There are some bits (permanodes and claims) for adding metadata to objects (filename, timestamp, geo location and other attributes, I think even arbitrary jsons) and for authentication/sharing. A few really cool bits around modularity: blob servers can be composed over network - you can transparently split your blob storage over multiple machines, databases, cloud services, set up replication, maybe encryption (unclear to me if it works or not).
Importing data from different services is not really its core competency, at least not yet. It can ingest anything you can put on your file system and there are importers for a few third-party services (see https://github.com/perkeep/perkeep/tree/master/pkg/importer
), but that's about it
One thing that I'm still trying to figure out is, if you do happen to know: how does it handle data deduplication (if at all)? How about redundancy and backups?
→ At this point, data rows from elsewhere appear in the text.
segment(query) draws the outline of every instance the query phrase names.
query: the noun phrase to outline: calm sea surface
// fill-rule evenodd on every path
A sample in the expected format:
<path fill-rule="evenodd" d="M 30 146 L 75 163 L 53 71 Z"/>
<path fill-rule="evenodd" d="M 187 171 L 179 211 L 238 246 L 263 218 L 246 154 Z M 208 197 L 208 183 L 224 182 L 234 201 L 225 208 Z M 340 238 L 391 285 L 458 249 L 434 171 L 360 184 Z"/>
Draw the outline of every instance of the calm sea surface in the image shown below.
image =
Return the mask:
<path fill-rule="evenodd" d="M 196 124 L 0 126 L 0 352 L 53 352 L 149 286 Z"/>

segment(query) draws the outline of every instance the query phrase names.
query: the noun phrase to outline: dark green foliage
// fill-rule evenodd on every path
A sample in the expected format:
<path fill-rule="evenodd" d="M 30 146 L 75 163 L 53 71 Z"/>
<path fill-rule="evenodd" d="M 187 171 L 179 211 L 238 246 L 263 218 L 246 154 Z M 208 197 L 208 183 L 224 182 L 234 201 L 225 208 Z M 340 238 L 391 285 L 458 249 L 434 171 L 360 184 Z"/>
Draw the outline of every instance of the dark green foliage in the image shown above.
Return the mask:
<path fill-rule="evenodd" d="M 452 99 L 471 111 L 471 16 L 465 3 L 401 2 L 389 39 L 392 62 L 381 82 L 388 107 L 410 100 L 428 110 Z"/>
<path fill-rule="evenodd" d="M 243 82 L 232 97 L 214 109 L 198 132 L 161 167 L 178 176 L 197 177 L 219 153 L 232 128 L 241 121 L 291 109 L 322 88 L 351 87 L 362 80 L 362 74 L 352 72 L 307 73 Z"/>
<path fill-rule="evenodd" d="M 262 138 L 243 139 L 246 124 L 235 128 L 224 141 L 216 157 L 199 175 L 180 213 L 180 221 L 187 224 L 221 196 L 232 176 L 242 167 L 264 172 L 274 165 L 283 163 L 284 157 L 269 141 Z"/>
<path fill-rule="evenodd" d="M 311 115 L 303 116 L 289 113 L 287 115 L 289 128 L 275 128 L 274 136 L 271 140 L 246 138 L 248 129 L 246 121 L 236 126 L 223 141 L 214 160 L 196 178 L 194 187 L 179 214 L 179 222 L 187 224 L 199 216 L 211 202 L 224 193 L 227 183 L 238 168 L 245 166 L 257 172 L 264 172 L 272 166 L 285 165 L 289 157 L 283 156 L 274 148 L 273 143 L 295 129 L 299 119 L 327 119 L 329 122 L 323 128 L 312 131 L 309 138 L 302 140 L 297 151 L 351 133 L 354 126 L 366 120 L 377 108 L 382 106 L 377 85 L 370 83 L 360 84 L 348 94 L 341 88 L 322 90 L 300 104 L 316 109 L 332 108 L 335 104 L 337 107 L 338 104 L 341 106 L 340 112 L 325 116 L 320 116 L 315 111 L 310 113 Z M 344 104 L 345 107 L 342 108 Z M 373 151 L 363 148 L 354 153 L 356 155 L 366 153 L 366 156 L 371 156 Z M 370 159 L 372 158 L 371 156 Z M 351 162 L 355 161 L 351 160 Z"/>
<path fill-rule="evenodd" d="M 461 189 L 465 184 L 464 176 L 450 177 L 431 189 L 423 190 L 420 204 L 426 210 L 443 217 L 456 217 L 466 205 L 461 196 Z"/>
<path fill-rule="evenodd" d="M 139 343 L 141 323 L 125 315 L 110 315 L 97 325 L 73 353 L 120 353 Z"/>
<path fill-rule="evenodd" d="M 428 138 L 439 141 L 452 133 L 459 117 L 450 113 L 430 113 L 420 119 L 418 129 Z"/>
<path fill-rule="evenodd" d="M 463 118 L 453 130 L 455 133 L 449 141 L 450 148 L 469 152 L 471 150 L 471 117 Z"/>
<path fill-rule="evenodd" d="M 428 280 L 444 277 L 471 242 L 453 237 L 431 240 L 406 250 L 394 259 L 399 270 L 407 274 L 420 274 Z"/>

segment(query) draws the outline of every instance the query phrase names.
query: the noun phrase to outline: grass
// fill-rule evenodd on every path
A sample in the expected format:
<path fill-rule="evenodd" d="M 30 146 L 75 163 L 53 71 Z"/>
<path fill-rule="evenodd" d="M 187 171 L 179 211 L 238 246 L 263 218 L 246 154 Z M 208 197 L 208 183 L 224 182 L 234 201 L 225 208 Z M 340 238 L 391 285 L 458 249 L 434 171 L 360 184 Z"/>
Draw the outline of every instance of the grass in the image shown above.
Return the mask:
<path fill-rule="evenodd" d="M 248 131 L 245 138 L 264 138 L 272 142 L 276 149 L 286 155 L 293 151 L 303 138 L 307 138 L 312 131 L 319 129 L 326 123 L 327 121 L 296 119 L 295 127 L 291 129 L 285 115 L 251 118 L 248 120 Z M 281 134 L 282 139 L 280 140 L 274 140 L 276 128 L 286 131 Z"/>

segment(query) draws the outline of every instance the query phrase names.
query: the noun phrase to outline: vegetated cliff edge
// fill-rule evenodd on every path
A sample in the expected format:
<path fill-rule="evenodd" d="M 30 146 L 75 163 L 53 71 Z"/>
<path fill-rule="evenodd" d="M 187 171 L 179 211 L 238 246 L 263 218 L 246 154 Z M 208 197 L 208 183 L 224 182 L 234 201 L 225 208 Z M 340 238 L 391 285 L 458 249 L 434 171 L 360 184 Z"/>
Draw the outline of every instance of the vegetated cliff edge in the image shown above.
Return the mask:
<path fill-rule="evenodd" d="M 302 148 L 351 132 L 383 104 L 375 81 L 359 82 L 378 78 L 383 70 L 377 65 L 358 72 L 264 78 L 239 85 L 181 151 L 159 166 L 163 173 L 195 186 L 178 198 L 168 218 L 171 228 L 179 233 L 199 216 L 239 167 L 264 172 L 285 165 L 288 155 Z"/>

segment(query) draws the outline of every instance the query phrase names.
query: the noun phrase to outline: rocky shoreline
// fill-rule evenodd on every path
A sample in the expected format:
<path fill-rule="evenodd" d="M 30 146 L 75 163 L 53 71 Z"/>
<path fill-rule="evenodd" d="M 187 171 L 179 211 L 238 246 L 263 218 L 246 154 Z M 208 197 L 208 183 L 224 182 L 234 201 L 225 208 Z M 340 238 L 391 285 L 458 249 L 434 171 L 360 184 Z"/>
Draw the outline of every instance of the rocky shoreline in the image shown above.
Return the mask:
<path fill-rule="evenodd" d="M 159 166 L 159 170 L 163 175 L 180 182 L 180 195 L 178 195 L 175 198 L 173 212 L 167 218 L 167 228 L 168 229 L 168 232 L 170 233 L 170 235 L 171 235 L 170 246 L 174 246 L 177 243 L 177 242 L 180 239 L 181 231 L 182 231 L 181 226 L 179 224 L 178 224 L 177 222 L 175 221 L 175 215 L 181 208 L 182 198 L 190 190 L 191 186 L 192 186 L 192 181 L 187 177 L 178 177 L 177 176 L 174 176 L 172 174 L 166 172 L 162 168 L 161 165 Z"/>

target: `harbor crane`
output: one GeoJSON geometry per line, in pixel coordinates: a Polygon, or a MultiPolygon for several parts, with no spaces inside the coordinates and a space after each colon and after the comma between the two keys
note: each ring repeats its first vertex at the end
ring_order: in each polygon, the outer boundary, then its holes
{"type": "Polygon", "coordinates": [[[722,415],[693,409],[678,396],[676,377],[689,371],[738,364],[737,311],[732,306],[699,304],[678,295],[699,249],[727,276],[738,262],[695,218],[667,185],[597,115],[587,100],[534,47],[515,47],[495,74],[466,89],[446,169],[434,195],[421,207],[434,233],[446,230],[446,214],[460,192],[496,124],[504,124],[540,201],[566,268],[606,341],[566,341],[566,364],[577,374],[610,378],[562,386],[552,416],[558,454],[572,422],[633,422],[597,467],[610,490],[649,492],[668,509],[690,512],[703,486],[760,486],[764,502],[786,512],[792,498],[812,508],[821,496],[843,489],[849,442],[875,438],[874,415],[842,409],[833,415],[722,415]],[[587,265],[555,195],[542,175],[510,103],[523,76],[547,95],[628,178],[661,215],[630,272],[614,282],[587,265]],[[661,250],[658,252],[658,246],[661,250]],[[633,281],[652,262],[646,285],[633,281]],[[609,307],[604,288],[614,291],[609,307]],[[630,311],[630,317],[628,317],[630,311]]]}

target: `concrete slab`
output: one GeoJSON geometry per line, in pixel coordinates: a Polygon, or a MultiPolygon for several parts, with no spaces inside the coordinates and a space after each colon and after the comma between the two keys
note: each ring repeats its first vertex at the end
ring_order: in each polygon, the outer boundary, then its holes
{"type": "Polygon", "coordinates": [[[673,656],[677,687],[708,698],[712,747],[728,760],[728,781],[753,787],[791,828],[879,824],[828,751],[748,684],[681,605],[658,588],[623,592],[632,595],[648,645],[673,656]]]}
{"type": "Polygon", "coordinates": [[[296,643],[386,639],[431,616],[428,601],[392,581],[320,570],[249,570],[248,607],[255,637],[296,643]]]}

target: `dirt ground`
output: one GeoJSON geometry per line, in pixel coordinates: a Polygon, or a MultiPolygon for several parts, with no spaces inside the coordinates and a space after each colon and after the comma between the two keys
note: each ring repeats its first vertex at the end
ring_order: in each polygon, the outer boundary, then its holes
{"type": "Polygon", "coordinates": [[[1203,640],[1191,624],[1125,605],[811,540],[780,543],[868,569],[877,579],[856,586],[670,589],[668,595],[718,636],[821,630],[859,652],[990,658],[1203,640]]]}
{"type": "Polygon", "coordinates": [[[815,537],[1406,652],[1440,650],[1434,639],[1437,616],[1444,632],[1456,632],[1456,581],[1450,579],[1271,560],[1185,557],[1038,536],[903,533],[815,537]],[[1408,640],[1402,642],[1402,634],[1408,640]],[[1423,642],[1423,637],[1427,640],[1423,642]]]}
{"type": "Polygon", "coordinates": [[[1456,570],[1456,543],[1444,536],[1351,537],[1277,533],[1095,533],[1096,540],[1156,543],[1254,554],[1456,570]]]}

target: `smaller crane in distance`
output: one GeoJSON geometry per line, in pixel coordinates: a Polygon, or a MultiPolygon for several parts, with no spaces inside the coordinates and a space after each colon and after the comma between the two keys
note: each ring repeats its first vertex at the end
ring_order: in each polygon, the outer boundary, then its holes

I've been glancing over the docs and I do see mention of replication to another Perkeep instance but that's not quite what I'm looking for.
Then there is also some logic to chunk large objects into small pieces or "blobs". These small chunks are actually what the storage layer works with, rather than with the original unlimited-length blobs that the user uploaded. Chunking helps to space-efficiently store multiple versions of same large file (say, a large VM image) - the system only needs to store the set of unique chunks, which can be much smaller than N full but slightly-different copies of the same file. But I personally I find that it deteriorates its performance to the point of making it unusable for my use case of multi-TB multi-million-files storage of immutable media files. If chunking/snapshotting/versioning is important for your use case, I'd look more towards backup-flavored tools like restic, which share many of these storage ideas with Perkeep.
Redundancy and backup is handled by configuring storage layer ("blobserver") to do it. Perkeep's blobservers are composable - you can have leaf servers storing your blobs, say, directly in a local filesystem directory, remote server over sftp, or an S3 bucket, and you can compose them using special virtual blobserver implementations into bigger and more powerful systems. One such virtual blobserver is https://github.com/perkeep/perkeep/blob/master/pkg/blobserve... - which takes addresses of 2+ other blobservers and replicates your reads and writes to them.
You give it the addresses of source and destination blobservers, it enumerates blobs in both, and copies the
source blobs missing from destination into the destination server.